Op-Ed: Farewell, dear mentor
I met Luis Rodríguez-Báez thanks to Carmen Otero. That meeting, sparked a spontaneous admiration in me that few people provoke.
That night I was sure I met someone special, a being whose transparency and charisma were armor and shield of a knight errant, who with simplicity and wisdom, left among those who crossed his path a sense of unity, respect and kindness.
From the first project I worked on with Luis, I was able to distill his carats. His temper, his unalterable calm, his smile and his eternal goodness were among the first traits I picked up. He laughed with his eyes, as Wency Baerga said.
I asked him to be my mentor: I detailed all the reasons why I wanted to learn his wise ways. Of course, he said yes.
I wanted to emulate his eternal availability, constant diligence, his deep and profound insight, his ability for synthesis, his enthusiasm to collaborate and his sense of justice, but above all, his desire to help, and his empathy and generosity to those who wished to work for others.
Luis took the mentoring request very seriously. He called and tried to get together often. He enlisted in each of my projects. He answered every one of my questions, and then sent additional information he researched.
Once, at the end of a meeting for a presentation I was preparing, I asked him: “Luis, am I crazy?” He stopped on the stairs, looked me in the eyes and said, “Don’t worry, I’m here to help.”
When I was faced with a decision, he would say: “Think about it. Don’t answer quickly. You will see things differently tomorrow.” When I asked for advice, Luis would do everything he could to get information to help me understand the right path, even though he knew I would have to go through the process of learning and internalizing.

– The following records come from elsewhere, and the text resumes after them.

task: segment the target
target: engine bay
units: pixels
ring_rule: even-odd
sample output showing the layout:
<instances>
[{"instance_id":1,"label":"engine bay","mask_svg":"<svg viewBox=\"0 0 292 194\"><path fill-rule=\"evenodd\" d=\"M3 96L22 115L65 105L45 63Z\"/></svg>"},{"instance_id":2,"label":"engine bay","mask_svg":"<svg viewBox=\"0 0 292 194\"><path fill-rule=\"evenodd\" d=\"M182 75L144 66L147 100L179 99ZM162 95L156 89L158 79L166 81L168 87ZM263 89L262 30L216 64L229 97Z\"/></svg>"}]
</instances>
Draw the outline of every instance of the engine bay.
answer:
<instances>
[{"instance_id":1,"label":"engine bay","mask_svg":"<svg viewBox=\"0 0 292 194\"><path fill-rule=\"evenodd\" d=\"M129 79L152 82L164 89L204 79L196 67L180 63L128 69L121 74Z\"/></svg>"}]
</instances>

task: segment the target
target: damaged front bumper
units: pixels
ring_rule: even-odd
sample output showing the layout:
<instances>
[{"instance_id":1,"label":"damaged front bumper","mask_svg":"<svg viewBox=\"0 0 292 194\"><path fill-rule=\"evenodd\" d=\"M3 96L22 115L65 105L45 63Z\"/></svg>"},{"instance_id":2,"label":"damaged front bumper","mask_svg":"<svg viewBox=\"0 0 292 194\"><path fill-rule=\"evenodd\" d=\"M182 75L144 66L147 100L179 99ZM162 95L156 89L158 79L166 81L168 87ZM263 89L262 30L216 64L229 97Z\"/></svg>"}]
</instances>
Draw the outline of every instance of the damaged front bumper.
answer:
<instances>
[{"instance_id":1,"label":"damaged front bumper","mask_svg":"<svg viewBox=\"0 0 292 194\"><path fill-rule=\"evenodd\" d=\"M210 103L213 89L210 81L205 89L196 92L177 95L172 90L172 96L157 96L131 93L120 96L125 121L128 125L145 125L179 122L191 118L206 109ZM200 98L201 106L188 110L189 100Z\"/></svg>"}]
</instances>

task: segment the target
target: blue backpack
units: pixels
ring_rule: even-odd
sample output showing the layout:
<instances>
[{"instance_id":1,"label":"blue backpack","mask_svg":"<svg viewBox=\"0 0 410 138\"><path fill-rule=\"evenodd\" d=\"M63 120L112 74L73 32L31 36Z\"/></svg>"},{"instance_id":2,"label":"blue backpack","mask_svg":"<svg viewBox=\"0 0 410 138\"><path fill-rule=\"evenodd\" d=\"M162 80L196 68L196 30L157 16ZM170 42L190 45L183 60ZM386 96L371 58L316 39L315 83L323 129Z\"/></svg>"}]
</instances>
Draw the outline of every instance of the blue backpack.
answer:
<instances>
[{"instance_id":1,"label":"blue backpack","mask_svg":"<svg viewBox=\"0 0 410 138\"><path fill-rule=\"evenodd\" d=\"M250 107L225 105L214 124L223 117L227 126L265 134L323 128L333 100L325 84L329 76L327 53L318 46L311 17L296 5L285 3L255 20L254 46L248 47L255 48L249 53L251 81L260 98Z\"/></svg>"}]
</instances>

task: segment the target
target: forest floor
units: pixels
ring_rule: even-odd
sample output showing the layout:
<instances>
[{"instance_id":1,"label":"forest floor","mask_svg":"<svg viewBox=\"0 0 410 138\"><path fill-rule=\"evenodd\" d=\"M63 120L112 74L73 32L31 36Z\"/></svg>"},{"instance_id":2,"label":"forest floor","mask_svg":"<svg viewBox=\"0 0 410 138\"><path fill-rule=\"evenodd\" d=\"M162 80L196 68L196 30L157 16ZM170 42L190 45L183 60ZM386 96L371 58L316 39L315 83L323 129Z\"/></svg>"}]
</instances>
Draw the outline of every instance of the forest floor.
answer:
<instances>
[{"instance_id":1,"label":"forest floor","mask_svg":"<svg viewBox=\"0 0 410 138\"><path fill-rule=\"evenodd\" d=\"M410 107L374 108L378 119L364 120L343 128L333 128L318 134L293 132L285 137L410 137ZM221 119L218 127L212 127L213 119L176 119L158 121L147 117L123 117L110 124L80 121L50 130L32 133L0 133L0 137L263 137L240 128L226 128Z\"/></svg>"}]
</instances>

Luis was an unconditional friend. A teacher of action. A producer of ideas. A life enthusiast.
On Wednesday, May 22, an emptiness was accentuated like a hole of unimaginable proportions. My need to call him and tell him about my sadness exploded against the wall of a reality that I will have to learn to accept.
Luis lives in me, and in all of those he touched. He will continue giving us advice with his wisdom and sympathy, but this time, from the level of consciousness.
I’ll miss you in this dimension, friend, mentor. I’ll look for you in the annals of my mind as often as we talked. In the projects that have been suspended, in the writings and initiatives still awaiting your approval.
Farewell dear Luis. Farewell, beloved mentor.